In sostanza s’è persa l’occasione per orientare le risorse economiche al rilancio della crescita per mezzo di un preciso disegno organico in una prospettiva generale, in cui noi riteniamo sia centrale la ripresa della produzione attraverso il sostegno all’innovazione e all’internazionalizzazione delle imprese, il miglioramento dell’istruzione professionale e della formazione (con particolare attenzione a quella continua, anche per ridurre il mismatch, cioè lo squilibrio tra domanda e offerta nel mercato del lavoro), la sburocratizzazione della macchina amministrativa e della giustizia (elemento di freno degli investimenti internazionali), la digitalizzazione della pubblica amministrazione, il rilancio dell’edilizia attraverso la manutenzione e la riqualificazione dell’esistente, la lotta all’evasione e alla criminalità, ecc.

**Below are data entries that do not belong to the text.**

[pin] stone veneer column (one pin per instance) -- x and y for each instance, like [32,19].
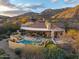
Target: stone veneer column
[52,36]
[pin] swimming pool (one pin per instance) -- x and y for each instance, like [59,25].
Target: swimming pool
[26,42]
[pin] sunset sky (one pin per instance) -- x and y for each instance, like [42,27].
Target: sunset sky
[16,7]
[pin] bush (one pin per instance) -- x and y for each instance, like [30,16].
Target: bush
[18,51]
[2,52]
[53,52]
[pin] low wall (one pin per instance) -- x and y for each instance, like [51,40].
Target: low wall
[14,45]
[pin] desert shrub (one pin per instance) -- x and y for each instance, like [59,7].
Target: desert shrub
[2,52]
[18,51]
[53,52]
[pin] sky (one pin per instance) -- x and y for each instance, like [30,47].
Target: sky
[17,7]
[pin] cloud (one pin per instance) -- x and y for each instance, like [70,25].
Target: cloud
[9,9]
[54,1]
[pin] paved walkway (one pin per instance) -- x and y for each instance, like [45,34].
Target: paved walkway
[4,46]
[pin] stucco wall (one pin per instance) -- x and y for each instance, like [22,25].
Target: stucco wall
[14,45]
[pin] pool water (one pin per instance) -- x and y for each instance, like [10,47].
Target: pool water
[26,42]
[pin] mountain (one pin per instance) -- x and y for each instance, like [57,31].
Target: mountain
[48,13]
[71,13]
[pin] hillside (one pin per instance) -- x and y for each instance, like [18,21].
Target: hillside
[48,13]
[71,13]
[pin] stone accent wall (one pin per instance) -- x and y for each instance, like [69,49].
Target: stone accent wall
[14,45]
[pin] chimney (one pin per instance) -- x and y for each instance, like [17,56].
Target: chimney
[48,25]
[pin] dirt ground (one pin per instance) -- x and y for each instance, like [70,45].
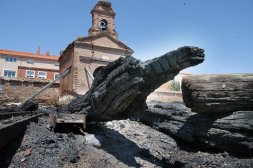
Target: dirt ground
[120,144]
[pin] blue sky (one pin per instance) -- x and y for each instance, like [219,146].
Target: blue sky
[224,28]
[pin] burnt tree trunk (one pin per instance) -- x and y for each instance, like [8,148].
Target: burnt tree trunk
[218,93]
[230,132]
[120,89]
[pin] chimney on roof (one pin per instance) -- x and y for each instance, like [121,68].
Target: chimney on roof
[47,53]
[38,50]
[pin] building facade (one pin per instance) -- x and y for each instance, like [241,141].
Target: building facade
[30,66]
[85,54]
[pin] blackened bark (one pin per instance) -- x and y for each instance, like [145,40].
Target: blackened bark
[120,89]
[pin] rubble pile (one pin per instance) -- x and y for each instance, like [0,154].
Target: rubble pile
[123,143]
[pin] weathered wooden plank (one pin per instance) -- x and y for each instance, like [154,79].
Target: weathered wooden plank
[218,93]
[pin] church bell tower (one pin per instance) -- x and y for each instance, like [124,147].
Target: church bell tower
[103,20]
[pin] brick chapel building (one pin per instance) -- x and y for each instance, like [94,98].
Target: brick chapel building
[85,54]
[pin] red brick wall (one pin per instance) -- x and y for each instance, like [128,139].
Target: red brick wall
[22,72]
[19,90]
[66,61]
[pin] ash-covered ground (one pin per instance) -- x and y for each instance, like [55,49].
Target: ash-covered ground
[123,143]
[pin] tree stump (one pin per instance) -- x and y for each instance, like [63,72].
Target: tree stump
[120,89]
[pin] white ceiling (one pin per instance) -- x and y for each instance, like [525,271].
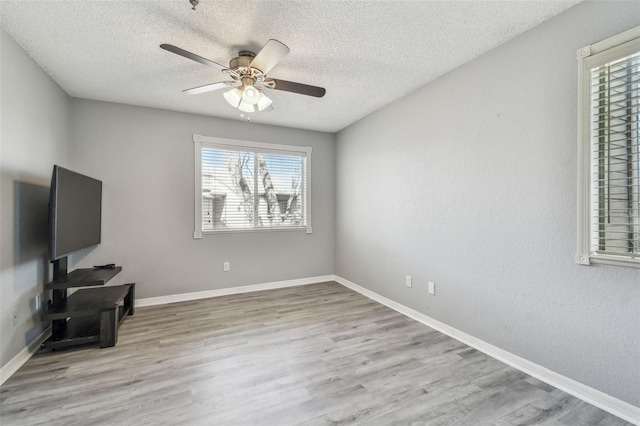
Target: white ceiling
[365,53]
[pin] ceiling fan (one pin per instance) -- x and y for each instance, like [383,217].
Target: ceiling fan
[249,76]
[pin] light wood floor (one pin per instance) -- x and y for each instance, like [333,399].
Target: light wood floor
[318,354]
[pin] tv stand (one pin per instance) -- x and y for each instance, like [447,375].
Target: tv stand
[91,314]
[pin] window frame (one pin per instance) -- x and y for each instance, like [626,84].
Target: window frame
[264,147]
[590,57]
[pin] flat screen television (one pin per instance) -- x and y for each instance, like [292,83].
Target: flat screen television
[75,212]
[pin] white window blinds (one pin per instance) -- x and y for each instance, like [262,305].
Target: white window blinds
[612,205]
[616,157]
[242,185]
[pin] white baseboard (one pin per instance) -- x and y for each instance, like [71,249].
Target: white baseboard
[606,402]
[23,356]
[183,297]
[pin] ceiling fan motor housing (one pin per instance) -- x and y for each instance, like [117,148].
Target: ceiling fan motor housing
[242,61]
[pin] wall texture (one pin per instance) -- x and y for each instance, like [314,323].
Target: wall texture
[34,121]
[145,158]
[471,183]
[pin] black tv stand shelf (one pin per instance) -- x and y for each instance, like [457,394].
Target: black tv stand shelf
[88,315]
[84,278]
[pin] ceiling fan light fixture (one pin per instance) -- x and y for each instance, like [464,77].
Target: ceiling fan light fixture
[263,102]
[250,95]
[247,107]
[233,96]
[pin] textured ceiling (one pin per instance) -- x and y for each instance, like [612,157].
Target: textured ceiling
[365,53]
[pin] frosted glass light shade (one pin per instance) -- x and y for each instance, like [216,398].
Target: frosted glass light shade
[250,95]
[263,102]
[247,107]
[233,96]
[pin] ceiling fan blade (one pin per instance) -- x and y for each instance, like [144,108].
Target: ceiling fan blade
[272,52]
[290,86]
[210,87]
[193,57]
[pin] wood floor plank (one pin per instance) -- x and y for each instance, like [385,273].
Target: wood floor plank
[318,354]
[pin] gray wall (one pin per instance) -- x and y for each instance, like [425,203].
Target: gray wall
[34,117]
[471,183]
[145,158]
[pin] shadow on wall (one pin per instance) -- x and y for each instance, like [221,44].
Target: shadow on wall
[30,237]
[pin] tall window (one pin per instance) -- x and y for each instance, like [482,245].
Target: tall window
[243,186]
[610,151]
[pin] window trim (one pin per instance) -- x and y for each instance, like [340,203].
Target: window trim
[604,51]
[199,141]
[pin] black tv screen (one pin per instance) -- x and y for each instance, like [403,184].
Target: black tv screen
[75,212]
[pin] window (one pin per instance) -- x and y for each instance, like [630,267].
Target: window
[609,116]
[242,186]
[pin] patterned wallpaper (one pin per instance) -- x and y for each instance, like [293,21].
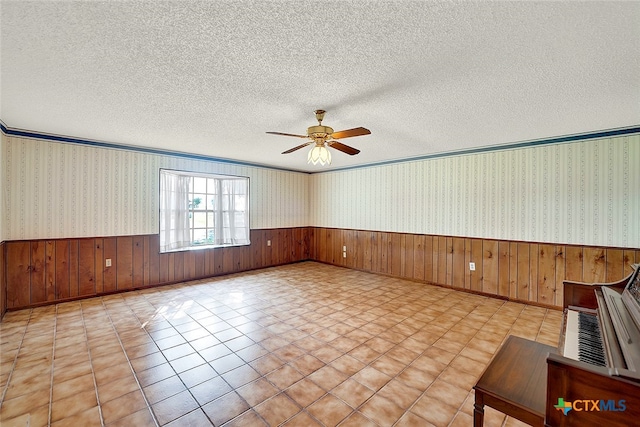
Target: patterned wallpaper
[585,192]
[58,190]
[3,187]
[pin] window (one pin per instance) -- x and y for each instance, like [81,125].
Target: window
[199,210]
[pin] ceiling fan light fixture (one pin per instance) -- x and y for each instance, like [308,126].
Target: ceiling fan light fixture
[319,154]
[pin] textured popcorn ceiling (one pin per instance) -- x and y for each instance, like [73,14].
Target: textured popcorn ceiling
[212,77]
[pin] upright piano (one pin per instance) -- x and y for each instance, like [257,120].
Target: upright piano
[594,378]
[591,379]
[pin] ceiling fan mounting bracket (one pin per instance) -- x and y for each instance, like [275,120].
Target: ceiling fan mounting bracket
[319,131]
[323,137]
[320,116]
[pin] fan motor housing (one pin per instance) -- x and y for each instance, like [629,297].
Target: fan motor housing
[319,131]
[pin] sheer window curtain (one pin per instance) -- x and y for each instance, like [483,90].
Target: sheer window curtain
[231,225]
[174,211]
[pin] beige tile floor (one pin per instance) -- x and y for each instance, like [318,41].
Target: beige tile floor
[299,345]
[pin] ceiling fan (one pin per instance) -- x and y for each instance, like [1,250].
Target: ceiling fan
[323,137]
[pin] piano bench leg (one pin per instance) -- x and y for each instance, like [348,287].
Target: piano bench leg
[478,410]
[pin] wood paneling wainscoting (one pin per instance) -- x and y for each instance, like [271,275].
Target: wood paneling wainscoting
[47,271]
[520,271]
[3,280]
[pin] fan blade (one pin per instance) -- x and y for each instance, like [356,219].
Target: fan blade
[297,148]
[350,132]
[288,134]
[344,148]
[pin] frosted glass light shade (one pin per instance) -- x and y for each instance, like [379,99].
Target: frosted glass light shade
[319,154]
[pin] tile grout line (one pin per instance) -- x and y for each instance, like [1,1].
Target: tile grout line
[53,360]
[106,309]
[93,373]
[15,361]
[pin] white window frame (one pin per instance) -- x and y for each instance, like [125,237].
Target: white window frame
[203,210]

Viceversa, more solito, le risorse sono finite, oltre che per l’abituale mantenimento dei privilegi e per garantire l’apparato bancario e finanziario, in azioni frammentarie e dal grande effetto mediatico, guidate da una forsennata ricerca di consenso. Esemplari le esose e confuse politiche dei “bonus” finiti nelle tasche di lavoratori dipendenti, certamente già privilegiati rispetto alle enormi sacche di precariato (provvedimenti risultati per giunta insufficienti nel rilanciare i consumi delle famiglie, per la Banca d’Italia la transizione in consumi non ha superato il 40 per cento). O l’eliminazione di tasse sulla prima casa, indubbiamente apprezzabili per le ricadute sociali, ma meno per quelle macroeconomiche. O ancora gli sgravi fiscali per le ristrutturazioni, senza tracciare una strategia complessiva di trasformazione ecologica dell’economia. Di contro, sono cresciute le disuguaglianze e si sono allargati i bacini di emarginazione e di povertà. E nel lavoro deregolamentato, sono esplosi i fenomeni della Gig Economy, i cosiddetti “lavoretti”, e dei vouchers, volati oltre quota 71 milioni nel 2015 secondo i dati dell’Inps.
Certo, non sono mancate apprezzabili iniziative a favore delle imprese, dall’eliminazione dall’Irap dei redditi di lavoro all’assegnazione agevolata dei beni ai soci, dalla riduzione dell’aliquota Ires al 24 per cento alla decontribuzione per i nuovi assunti, che però nella temporaneità ha avuto un effetto meteora. Le misure di detassazione e di incentivazione fiscale, anche qui con una logica a pioggia e senza una strategia costante e coraggiosa, hanno sostanzialmente fallito nel far recuperare al Paese quel 25 per cento di imprese perso negli anni più acuti della crisi. Ma la cura del tessuto produttivo resta l’unica via d’uscita dalla recessione e dalla deflazione per rilanciare la crescita, l’occupazione e, di conseguenza, i consumi.